Thursday, July 26, 2012

Nick and Kate

You know what sucks? That blogger and Facebook insist on changing your interface without even giving you an option. What the hey? Would it hurt them to have some stay on the old interface and those who want to migrate to the new one? Would it? Would it? When they changed my interface, I changed it back. And now they tell me I have no choice. Maybe Wordpress IS better after all.

Which has nothing whatsoever to do with Dickens, I know. Except what he writes about evil capitalists bending everyone to their will. And at least in Dickensland, they ultimately fail and hang themselves.

Which all goes to show that I'm reading Nicholas Nickleby now. In fact, I'm nearly done. 53 chapters into the book. Which has about 65 chapters. The chapters, however, are shorter than the Martin Chuzzlewit chapters. So I'm getting through the book at a rapid pace.

At the beginning I was surprised to find that the scenes at Dotheboys Hall consisted only of about 4 chapters or so. It made such an impression on my mind when I first read it that I thought it comprised at least half the book.

Nay, not so.

Nicholas does different things, teaching, tutoring the Kenwigs daughters in French, acting Romeo, writing plays...until he finally settles down as a book keeper in Cheeryble, Brothers. The moment the Cheeryble theme was introduced, I relaxed and settled down. With those deux ex machina were there nothing could ever be so bad again.

No, not nearly.

I forgot that Kate was a companion to that Mrs Witterly (she was forgettable). But I remember laughing fit to kill myself when Kate charged her with being "so much older" and she fell into hysterics. And her stupid husband who took his wife's vapours/hypocondhria as proof of her SOUL. Ugh.

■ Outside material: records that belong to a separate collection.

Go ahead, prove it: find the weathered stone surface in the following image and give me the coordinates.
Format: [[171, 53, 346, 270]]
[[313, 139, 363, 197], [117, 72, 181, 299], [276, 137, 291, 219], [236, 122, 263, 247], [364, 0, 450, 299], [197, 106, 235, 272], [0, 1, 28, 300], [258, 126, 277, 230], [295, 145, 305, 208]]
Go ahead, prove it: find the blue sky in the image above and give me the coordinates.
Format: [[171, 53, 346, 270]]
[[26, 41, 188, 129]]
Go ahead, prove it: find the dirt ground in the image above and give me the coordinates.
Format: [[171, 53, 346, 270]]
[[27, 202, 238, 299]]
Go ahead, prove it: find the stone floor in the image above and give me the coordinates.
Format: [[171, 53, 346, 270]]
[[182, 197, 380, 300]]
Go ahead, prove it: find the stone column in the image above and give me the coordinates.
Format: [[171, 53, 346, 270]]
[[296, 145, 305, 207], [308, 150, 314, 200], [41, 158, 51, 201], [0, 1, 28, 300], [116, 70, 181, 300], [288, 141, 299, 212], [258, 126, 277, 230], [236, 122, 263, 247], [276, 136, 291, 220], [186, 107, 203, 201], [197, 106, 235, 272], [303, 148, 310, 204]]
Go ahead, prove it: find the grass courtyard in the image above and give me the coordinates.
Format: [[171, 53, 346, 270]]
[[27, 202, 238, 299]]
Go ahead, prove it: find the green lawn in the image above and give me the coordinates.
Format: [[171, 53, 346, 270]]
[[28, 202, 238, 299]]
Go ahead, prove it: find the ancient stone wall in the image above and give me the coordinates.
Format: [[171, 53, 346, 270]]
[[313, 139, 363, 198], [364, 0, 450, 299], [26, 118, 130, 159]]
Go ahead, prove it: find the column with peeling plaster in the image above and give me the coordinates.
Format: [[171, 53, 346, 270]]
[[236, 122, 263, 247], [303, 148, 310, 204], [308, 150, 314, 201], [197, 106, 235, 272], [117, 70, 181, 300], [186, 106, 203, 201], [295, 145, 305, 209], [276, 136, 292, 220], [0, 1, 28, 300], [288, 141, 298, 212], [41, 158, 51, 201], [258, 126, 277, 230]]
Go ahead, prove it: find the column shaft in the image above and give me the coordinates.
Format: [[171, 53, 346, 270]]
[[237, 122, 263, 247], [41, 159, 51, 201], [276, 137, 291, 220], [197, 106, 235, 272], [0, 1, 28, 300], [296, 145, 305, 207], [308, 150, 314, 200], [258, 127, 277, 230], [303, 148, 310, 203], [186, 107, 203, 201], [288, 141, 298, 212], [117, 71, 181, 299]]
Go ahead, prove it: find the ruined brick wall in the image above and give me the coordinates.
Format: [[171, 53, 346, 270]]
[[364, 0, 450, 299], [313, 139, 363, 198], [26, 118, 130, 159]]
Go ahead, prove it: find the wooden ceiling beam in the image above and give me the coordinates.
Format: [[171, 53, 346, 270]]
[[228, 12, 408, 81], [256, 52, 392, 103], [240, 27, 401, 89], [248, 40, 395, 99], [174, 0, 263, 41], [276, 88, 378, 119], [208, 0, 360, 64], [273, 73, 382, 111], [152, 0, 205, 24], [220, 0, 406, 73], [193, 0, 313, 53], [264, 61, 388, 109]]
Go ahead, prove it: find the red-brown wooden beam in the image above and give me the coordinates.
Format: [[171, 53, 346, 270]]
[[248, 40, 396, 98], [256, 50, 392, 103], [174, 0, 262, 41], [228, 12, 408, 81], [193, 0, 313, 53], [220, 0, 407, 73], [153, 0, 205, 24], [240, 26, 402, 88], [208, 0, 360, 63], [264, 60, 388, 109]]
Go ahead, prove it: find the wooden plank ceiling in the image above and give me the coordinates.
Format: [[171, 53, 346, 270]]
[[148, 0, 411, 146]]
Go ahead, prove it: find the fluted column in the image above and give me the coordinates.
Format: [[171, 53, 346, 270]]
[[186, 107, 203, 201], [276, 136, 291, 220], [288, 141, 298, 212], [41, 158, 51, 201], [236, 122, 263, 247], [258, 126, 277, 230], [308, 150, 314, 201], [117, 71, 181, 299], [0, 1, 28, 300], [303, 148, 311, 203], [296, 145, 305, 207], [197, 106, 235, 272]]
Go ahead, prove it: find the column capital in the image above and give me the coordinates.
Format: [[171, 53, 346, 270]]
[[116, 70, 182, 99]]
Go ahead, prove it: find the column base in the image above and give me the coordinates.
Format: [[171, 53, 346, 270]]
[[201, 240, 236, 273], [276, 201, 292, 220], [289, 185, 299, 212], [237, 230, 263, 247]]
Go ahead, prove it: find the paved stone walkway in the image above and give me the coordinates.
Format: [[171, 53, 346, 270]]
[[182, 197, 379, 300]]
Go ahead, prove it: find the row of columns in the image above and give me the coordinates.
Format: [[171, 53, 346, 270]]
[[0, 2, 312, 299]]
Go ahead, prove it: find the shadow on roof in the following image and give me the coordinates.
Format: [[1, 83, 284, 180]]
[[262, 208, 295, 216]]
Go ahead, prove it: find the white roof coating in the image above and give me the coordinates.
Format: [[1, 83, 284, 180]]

I forgot (maybe because when I first read it I skipped through the passages) how much Dickens goes off track in some chapters beating his own particular dead horses (like the unlawful adaption of books for the stage). He has Nicholas talking about it and it seems strange, to say the least, coming from him, given that Nicholas was doing very much the same thing with the French plays, translating them to English and improvising here and there, and claiming to be author. I wonder if Dickens realised how inconsistent he was being. I mean OK the misery of the children in the Yorkshire schools and the likes of Squeers having charge of them, fine. At least that was disinterested. But when he blows his own trumpet and beats his own drum, he becomes wearying.

Also, I think this, more than any other book, has the worst heroines. I'm still at the part where Madeline Bray has consented to marry Arthur Gride to "save" her father. Call it what you may, turn it whichever way you want to, it seems spiritless of her to sacrifice her life in that way. The problem was she had a stupid mother who married for looks rather than character and on dying, charged her daughter to take care of her mistake (husband). I don't think Dickens pulls this off very well. In fact, by contrast, Kate seems a lot more spirited. At least she resented the insults offered to her by those so-called noblemen.

Anyway, I was in the actual chapter of the day of the wedding, and Jenny started talking to me about the obit I had written for Sabrina. So we talked of Sabrina for a bit and of what she did for those animals, and who was left to carry on her work. How suddenly she died. Those kinds of things.

And now I've come back to my place to work. Even if I don't feel like. I can take a leaf from Sabrina's book and just do what needs to be done. I don't have to feel like doing it. Just to do it.